Firstly, there is the intense grief we all feel when we read about another soldier’s death. We really feel like we are all one family and every death is a knife in our hearts. We hold our breath when going online in the morning, terrified of what news awaits us, and who are the holy korbonot who sacrificed their lives for us.
Then there is the heartbreak for the hostages who are still being held in hell and for the hostages who have been released and survivors of the massacre who are dealing with their PTSD.
The heartbreak for those who lost their lives, who lost their family, friends, and community, for the loss of all our innocence that ‘Never Again’ was happening here in our own country.
Unfortunately, there are way too many examples of heartbreak to write you, but you get the picture. I know that I cry every day and I am not alone in that.

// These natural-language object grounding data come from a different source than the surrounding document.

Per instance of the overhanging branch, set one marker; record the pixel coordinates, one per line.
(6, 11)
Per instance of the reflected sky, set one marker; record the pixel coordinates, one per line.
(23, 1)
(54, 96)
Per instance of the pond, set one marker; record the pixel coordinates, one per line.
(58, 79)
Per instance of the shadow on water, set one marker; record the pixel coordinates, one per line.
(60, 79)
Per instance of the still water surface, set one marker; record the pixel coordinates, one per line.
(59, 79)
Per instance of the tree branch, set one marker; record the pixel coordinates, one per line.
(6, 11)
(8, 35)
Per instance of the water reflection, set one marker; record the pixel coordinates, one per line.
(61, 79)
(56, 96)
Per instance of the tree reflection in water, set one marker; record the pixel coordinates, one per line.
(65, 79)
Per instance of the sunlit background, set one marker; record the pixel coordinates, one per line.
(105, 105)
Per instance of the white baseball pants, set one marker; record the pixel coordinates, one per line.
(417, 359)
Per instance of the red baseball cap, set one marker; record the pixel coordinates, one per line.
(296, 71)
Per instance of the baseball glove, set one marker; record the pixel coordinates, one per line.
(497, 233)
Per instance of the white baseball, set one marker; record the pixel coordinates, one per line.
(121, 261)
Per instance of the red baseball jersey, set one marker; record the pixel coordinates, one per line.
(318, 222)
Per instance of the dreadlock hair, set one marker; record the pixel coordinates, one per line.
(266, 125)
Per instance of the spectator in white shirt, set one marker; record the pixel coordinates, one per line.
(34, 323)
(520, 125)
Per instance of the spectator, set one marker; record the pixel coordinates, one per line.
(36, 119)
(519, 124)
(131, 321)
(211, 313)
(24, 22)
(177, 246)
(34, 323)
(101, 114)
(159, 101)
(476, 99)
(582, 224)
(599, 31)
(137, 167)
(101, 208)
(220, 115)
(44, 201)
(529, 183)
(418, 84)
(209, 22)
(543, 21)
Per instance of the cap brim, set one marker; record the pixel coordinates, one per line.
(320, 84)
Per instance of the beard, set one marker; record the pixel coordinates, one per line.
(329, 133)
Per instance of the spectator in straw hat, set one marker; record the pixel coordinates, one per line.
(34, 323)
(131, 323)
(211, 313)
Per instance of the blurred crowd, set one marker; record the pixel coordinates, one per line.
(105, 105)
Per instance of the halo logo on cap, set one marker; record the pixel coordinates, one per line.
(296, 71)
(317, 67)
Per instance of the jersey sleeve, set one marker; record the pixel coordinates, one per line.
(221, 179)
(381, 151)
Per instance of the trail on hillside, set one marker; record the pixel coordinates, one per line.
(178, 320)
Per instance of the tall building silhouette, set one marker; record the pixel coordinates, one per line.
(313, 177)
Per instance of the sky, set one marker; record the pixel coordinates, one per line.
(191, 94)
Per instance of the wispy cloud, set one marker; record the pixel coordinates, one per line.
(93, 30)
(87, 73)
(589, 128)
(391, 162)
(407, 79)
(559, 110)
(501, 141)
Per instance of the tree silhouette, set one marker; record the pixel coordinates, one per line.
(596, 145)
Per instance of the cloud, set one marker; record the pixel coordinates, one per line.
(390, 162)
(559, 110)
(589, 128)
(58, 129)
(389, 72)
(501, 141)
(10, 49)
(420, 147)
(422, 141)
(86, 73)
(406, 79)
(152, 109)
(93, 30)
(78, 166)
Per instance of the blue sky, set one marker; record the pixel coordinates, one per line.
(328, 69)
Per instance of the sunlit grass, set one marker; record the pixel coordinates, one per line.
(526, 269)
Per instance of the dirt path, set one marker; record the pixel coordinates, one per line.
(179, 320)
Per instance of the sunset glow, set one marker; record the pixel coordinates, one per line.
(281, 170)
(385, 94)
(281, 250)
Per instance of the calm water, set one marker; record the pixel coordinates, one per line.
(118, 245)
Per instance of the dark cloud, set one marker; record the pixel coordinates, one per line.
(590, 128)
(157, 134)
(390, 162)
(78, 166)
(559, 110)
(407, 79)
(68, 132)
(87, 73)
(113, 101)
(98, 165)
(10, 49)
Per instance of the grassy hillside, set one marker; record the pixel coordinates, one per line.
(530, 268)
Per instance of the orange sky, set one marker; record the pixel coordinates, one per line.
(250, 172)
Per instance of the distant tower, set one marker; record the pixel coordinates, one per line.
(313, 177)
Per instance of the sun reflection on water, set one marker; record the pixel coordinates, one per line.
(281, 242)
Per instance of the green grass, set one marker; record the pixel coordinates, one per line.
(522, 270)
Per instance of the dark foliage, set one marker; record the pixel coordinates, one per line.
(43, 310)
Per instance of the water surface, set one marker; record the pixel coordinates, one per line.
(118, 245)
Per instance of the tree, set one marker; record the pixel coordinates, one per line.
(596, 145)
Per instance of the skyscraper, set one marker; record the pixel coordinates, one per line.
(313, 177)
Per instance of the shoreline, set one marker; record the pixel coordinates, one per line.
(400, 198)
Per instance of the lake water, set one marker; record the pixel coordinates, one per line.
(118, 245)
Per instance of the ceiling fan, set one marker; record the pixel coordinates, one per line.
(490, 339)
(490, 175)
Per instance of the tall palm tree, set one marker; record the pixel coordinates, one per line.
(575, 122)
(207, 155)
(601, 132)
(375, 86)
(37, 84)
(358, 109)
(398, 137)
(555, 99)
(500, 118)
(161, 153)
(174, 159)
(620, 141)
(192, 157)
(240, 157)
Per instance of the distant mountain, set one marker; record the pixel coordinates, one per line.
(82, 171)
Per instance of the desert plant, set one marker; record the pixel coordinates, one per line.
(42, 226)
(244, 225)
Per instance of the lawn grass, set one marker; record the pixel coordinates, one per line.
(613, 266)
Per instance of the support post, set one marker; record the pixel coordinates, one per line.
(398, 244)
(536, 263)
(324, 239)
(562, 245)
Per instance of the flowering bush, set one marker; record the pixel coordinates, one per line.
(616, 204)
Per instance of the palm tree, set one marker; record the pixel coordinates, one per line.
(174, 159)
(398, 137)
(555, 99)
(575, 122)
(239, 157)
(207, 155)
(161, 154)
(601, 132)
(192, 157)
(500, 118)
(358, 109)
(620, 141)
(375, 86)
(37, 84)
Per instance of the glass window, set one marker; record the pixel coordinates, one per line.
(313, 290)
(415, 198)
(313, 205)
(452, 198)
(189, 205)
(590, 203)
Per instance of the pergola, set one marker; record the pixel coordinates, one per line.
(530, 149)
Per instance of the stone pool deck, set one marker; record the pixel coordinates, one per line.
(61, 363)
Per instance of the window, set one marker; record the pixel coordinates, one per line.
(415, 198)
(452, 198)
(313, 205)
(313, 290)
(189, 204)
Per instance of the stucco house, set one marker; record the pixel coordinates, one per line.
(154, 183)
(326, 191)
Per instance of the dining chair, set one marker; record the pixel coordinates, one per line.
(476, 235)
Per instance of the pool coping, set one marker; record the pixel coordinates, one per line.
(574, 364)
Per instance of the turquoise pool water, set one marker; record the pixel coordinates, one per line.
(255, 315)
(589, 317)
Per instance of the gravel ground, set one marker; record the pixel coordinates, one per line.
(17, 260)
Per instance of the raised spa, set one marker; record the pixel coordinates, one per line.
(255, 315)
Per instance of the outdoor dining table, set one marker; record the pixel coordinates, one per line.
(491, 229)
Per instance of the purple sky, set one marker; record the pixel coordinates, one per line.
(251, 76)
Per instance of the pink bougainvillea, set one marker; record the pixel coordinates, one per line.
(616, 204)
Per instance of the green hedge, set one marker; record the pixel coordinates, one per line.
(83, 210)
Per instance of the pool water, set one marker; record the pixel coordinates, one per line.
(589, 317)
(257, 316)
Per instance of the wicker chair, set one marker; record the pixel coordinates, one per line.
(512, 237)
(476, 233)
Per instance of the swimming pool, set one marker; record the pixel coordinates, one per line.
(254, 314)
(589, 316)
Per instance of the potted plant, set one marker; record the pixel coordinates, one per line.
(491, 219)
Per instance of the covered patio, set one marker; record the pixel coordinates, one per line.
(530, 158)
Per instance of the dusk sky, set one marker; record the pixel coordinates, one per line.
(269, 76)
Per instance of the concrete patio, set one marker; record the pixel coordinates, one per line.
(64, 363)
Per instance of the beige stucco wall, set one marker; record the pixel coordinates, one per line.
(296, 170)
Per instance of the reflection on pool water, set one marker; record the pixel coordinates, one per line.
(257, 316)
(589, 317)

However, we also have intense pride – the same intensity as the grief.
So many heroes have been revealed. People who, on October 7th, jumped into their vehicles to rescue and treat the victims of the horror – regular people like you and me. Women, old and young, big and small, threw wounded on their backs and carried them to safety. Toddlers and children who stayed quiet for many hours, under the most adverse circumstances, so that terrorists wouldn’t kill them too.
Parents who drove across the country to save their children from the terrorists, and saved tens or hundreds of others too.
We have heroes who cook for our soldiers, our wounded, and our displaced every single week.
We have heroes who raise money and buy supplies for those in need.
We have heroes who massage, do acupuncture, and give hair cuts for them too.
We have heroes who haven’t slept for almost 100 days because they are so busy being angels on earth making life bearable for all those affected by this war in any way.
Heroes who came here from abroad to help us in any way possible and to show solidarity.
Heroes of every size and age in every nook and cranny doing anything and every thing.
For every tear we shed for our grief, we shed one for our pride in our people.
We are one family – here we experience life on fast forward – the entire gamut of emotions in a day, sometimes in only a minute. I didn’t mention the anger, the rage, the depression, the hope, the love – but they are all present too.
I really feel that we are now together standing as one – one people, one heart. I don’t know if we have ever been like this since receiving the Torah on Har Sinai. Again the paradox of emotions – it is the most thrilling and devastating time to be alive.